Jak więc moglibyśmy karmić się Ciałem Chrystusa wiedząc, że tej komunii między nami nie ma?
Czy w związku z tym możemy ją odzyskać? Jeśli zaś możemy, to jak?
Nie odkryję Ameryki jeśli powiem, że tę jedność utraconą po grzechu odzyskać możemy przez sakrament pokuty i pojednania. Skutkiem bowiem tego sakramentu jest właśnie przywrócenie utraconej łaski.
Zatem, wcale to nie jest takie proste, by karmić się Ciałem Chrystusa, ponieważ nie zawsze nasza dusza jest w takim stanie, który pozwala na zjednoczenie z Bogiem. Dbajmy więc o to, by nie tracić łaski uświęcającej, a jeśli już ją utracimy, nie zwlekajmy. Każda msza święta bez karmienia się Ciałem Chrystusa jest niewykorzystaną okazją do jeszcze ściślejszego zjednoczenia się z Bogiem, oraz z całym Kościołem.
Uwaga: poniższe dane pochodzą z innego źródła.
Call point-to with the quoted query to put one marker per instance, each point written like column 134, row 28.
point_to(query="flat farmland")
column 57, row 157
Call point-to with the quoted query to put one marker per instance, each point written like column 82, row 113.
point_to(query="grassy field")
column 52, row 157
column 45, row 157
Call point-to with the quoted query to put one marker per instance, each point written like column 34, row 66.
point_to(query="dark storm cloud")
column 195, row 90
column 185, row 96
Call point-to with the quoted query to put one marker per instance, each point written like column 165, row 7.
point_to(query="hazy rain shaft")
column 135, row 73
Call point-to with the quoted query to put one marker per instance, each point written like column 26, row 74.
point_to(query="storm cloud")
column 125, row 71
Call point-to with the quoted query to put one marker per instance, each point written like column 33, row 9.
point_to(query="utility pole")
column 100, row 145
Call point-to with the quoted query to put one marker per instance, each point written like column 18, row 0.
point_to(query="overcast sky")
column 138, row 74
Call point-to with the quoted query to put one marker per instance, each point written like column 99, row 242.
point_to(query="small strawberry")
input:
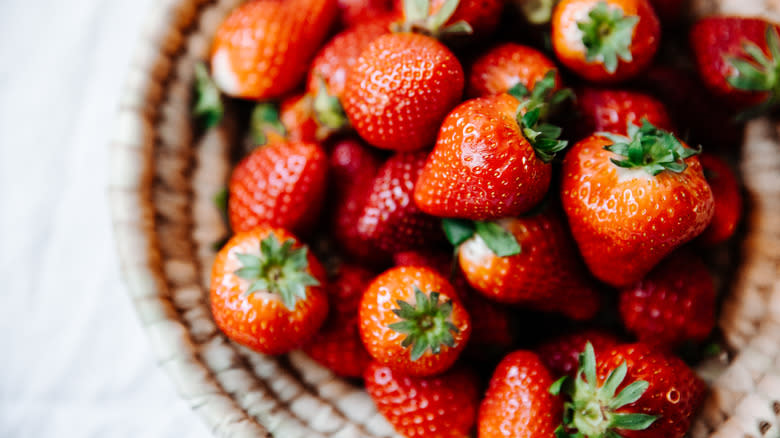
column 632, row 200
column 504, row 66
column 605, row 40
column 262, row 49
column 738, row 59
column 728, row 200
column 390, row 220
column 282, row 184
column 517, row 403
column 265, row 291
column 412, row 320
column 561, row 354
column 630, row 391
column 675, row 302
column 443, row 406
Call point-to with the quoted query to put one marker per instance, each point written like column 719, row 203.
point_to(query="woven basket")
column 165, row 175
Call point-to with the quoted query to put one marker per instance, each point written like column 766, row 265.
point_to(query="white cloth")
column 74, row 361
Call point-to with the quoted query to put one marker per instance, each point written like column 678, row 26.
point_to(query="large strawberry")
column 282, row 184
column 632, row 200
column 492, row 157
column 412, row 320
column 605, row 40
column 517, row 403
column 443, row 406
column 263, row 48
column 265, row 291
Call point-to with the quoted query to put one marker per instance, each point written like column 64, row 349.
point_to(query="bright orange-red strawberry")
column 631, row 391
column 282, row 184
column 674, row 303
column 738, row 59
column 561, row 354
column 390, row 220
column 400, row 89
column 605, row 40
column 632, row 200
column 337, row 345
column 518, row 403
column 504, row 66
column 265, row 291
column 728, row 200
column 412, row 320
column 263, row 48
column 443, row 406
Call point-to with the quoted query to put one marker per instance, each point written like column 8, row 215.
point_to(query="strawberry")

Z drugiej strony wielu z nas zapomina, że grzech powszedni, zwany też lekkim, nie stanowi o zerwaniu więzi z Bogiem. Owszem w pewien sposób nadwątla tę więź, osłabia miłość, wprowadza duchowy nieporządek, przeszkadza w rozwoju duchowym, ale więzi nie zrywa. Nie jest więc przeszkodą w tym, by karmić się Chlebem Życia, a wręcz przeciwnie. Przyjęcie Komunii Świętej gładzi grzechy lekkie, tym samym umacnia nas w miłości do Boga, odbudowuje to, co zostało osłabione czy uszkodzone. Uwalniając nas od grzechów lekkich prowadzi do udoskonalenia w miłości i świętości. Nie rezygnujmy więc tak łatwo z pełnego uczestnictwa we mszy świętej. Wsłuchujmy się w nasze sumienie. Ono najlepiej oceni, jaka jest nasza dyspozycja. A jeśli mamy wątpliwości, to pamiętajmy, że Jezus pełen miłosierdzia zawsze czeka na nas w sakramencie pokuty i pojednania.
„…Jeśli kto spożywa ten chleb, będzie żył na wieki…” J 6,51b
Może i nie jest łatwo być nieustannie w takiej kondycji duchowej, by móc karmić się Ciałem Chrystusa, ale warto podejmować wysiłek, warto po każdym upadku wstawać i zaczynać od nowa, bo przecież celem jest życie wieczne, a ono jest nie do przecenienia.